A tree falls on the towpath of the Lancaster Canal after heavy winds.
A tree falls on the towpath of the Lancaster Canal after heavy winds.
  • Rainfall was double national average for May in Lancaster
  • Weather has been “stuck in a rut” due to jet stream and cold air from the Atlantic
  • 1997 and 1979 were wettest on record at Lancaster University’s weather centre
  • Bad weather follows sunniest April on record

It’s safe to say the month of May has been a complete washout in Lancaster.

With double the average rainfall, persistent wind and some of the coldest temeperatures on record - our gardens have taken a battering, the heating has remained on, and many have decided to stay indoors rather than brave the wintry conditions.

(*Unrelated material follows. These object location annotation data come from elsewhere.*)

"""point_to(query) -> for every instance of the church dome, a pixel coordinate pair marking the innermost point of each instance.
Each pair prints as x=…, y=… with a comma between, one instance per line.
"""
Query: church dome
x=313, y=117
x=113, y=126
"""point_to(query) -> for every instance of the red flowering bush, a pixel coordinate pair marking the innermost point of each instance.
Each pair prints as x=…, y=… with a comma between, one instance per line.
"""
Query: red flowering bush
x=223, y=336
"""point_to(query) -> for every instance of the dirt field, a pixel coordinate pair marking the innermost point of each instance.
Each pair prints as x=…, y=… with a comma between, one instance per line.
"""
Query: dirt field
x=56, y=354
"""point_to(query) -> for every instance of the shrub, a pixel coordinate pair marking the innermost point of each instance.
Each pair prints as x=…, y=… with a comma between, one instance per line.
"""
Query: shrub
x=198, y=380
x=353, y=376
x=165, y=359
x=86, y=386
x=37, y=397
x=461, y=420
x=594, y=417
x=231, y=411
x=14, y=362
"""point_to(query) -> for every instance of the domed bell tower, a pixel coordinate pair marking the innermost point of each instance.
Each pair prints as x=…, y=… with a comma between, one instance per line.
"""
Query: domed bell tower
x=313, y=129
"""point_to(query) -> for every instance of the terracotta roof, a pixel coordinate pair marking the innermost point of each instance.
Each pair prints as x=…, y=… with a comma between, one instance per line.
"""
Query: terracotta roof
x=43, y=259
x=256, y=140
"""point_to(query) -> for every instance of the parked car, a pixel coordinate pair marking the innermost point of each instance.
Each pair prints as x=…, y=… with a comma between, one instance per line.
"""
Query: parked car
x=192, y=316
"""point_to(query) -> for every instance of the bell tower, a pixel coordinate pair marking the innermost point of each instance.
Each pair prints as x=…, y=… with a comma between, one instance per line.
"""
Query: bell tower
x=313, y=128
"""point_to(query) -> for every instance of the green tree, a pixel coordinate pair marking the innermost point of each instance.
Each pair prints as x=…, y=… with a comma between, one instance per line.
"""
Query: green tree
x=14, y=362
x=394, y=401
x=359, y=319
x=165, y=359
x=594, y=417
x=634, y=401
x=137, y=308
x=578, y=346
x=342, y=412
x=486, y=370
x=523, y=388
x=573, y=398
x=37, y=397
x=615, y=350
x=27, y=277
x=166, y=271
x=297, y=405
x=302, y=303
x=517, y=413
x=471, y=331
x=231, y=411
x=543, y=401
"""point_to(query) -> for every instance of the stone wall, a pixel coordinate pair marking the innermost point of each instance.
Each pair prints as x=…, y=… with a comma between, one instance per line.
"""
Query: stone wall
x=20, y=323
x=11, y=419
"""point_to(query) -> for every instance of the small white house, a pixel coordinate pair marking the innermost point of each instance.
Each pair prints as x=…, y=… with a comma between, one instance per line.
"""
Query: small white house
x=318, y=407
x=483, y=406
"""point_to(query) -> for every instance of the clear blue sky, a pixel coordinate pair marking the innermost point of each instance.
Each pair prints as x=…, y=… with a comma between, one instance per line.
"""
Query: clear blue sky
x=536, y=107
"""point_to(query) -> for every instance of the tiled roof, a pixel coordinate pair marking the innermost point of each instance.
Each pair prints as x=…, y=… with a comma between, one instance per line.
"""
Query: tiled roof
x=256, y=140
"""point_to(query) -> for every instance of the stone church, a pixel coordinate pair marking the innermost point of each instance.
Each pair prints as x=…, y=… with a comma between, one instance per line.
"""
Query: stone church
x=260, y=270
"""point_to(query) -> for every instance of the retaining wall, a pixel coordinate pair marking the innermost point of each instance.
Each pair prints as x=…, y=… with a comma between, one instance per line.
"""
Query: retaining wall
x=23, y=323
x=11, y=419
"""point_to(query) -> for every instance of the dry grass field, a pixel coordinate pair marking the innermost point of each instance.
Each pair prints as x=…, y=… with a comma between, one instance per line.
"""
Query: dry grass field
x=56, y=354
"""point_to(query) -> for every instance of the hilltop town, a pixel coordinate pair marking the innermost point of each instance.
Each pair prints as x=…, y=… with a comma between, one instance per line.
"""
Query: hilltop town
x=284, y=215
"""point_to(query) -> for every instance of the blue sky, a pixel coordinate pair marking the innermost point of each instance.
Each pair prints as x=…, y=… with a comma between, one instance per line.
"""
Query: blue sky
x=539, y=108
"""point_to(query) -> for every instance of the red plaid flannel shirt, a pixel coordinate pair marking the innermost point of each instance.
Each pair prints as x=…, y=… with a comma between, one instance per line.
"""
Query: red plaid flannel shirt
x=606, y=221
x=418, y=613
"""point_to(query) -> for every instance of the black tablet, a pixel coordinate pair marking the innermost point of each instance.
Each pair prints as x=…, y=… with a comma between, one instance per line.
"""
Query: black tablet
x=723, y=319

In contrast to April, which UK wide was the sunniest on record, May was the third wettest, third coldest (by day) and joint third windiest since records began at Lancaster University’s Hazelrigg weather centre in 1966.

James Heath, Hazelrigg Met Observer, said: “May hasn’t quite broken our records, though it’s been very close. It will be interesting to see what the Met Office’s figures show nationally. But as well as comparing it to previous Mays, I think it’s worth mentioning the contrasts with April.

“April was dominated by lots of fine anticyclonic weather and UK-wide was the sunniest on record.

“So unsurprisingly, our figures show that rainfall was down 18 per cent on the average (1974-2014), there was 24 per cent less wind, and daytime maximum temperatures were up 0.8 degrees C.

“In contrast the weather in May seems to have been ‘stuck in a rut’ with the jet stream steering low pressure systems over the UK (hence all the rain and wind) and a persistent supply of cold air from the North West - that strong temperature contrast over the North Atlantic helping to strengthen the jet stream and the intensity of the low pressure systems.”

May in Lancaster saw nearly double the average rainfall and was just 3.5mm short of the wettest (1997), and 2.6mm short of the second wettest in 1979.

James said: “The difference was that in 1997 the last 11 days were completely dry, a third of the total fell in just one day of thundery rain, and another third in four days early in the month. So it was far less ‘stuck in a rut’.

“Daytime maximum temperatures were down 2.1 degrees C on the average, with only May 1979 significantly lower (and 1996 marginally lower).

“There was 28 per cent more wind than average. If you look at the figures for the whole month, again it is the persistence that is notable – no calm periods at all. But in total, 2011 was about equal, 1993 slightly more windy, though only 1986 significantly more so.

“Sunshine was down 28 per cent on average.”